Gravado entre dezembro de 2021 e março de 2022, em Belo Horizonte, Tudo O Que Você Podia Ser tem direção de Ricardo Alves Jr. (“Vaga Carne”) e protagonizado por Aisha Brunno, Bramma Bremmer, Igui Leal e Will Soares, quatro artistas com reconhecida trajetória no teatro de Belo Horizonte. A narrativa conta a história de um grupo de amigas trans, travesti e não-binárias que vivem seu último dia juntas em Belo Horizonte, uma vez que Aisha está de partida para São Paulo para cursar faculdade de Ciências Sociais, e Igui logo deixará o país para fazer doutorado em Berlim. Com roteiro de Germano Melo, o enredo borra os limites entre o real e o ficcional e se desenrola através de momentos de encontro afetuosos entre as quatro personagens, que juntas compartilham suas dores e alegrias livremente, em uma conexão genuína que vai muito além do universo queer.
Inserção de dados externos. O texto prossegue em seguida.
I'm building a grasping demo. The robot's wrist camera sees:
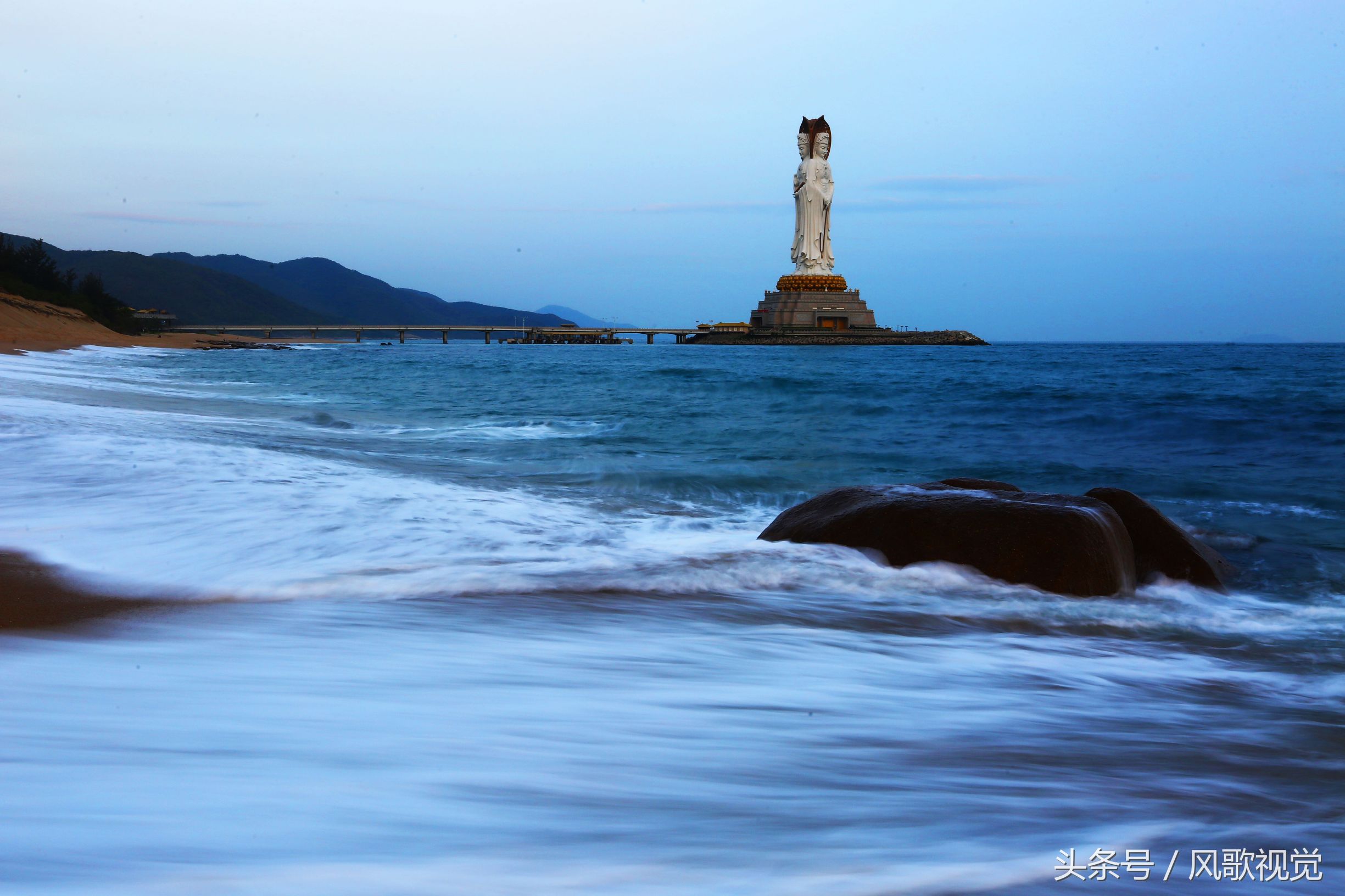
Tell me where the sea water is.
[0,343,1345,896]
Para atingir esse resultado, alguns diálogos foram improvisados no set, seguindo indicações de direção e roteiro. Dessa forma, temas centrais como comunidade, HIV, afeto e sexualidade perpassam todas as cenas para criar um retrato coeso a partir das experiências vividas pelas quatro amigas. Seguindo um pouco o gênero “slice of life” – quando o realismo mundano das experiências cotidianas são o tema central de uma obra artística -, os pontos altos do filme são aqueles que conseguem captar a poesia dos momentos triviais e convidar o espectador a adentrar momentos íntimos de suas vidas, reforçado pelos enquadramentos “voyeur” em que a câmera observa através da fresta de uma porta ou janela, ora como observadora, ora como dispositivo de aproximação dos atores com o público.
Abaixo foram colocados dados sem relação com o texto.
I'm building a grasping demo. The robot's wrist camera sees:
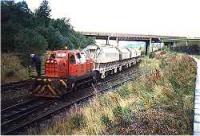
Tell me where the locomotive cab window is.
[69,55,76,64]
[76,53,81,59]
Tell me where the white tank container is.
[83,45,120,63]
[128,48,137,58]
[116,47,131,60]
[95,45,120,63]
[135,49,141,57]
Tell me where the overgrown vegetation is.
[171,41,200,55]
[1,0,95,83]
[34,52,196,134]
[1,53,28,84]
[1,0,94,63]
As atuações são evidentes destaques da obra, com destaque para Bramma Bremmer que habita muita bem o ambiente hostil em que essas personalidades são obrigadas a florescer, sua risada um misto de euforia e desespero que traz uma nova camada à personagem e ao roteiro, mesmo nas cenas estereotipadas e por vezes artificiais de intolerância; no ônibus à noite, onde só estão Bramma e seus valentões, ou na cena em que sua mãe diz que gostaria de ter seu filho de volta, e não aquela “coisa” que se tornou.
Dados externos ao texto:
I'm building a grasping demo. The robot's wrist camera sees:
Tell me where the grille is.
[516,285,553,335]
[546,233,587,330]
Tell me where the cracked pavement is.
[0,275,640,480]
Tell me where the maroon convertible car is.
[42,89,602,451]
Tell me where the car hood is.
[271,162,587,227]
Aisha Brunno, Bramma Bremmer, Igui Leal colocam aplique no cabelo de Will Soares, em cena sensível divertida (Foto: Divulgação/Vitrine Filmes)

Apesar dessas cenas pontuais, o grande crédito do filme está na desespetacularização da violência contra pessoas LGBTQIA+, fenômeno do qual o gênero de cinema queer já está saturado, e cujas cenas que apesar de necessárias, em determinadas obras, podem desumanizar suas vítimas e despertar gatilhos em atores e espectadores. O que esse tipo de cinema precisa agora, e a direção entrega de forma bela e sutil, é de histórias que mostrem a subjetividade dessas pessoas de forma humana, sensível e identificável. Por isso, o foco do filme nunca é a rejeição sofrida pela comunidade trans em seu cotidiano, que ainda está lá e não pode ser negada, mas a família que a gente escolhe, a última festa juntas, o momento agridoce de “nascer do sol melancólico” que as amigas testemunham uma última vez antes de cada uma seguir seu caminho.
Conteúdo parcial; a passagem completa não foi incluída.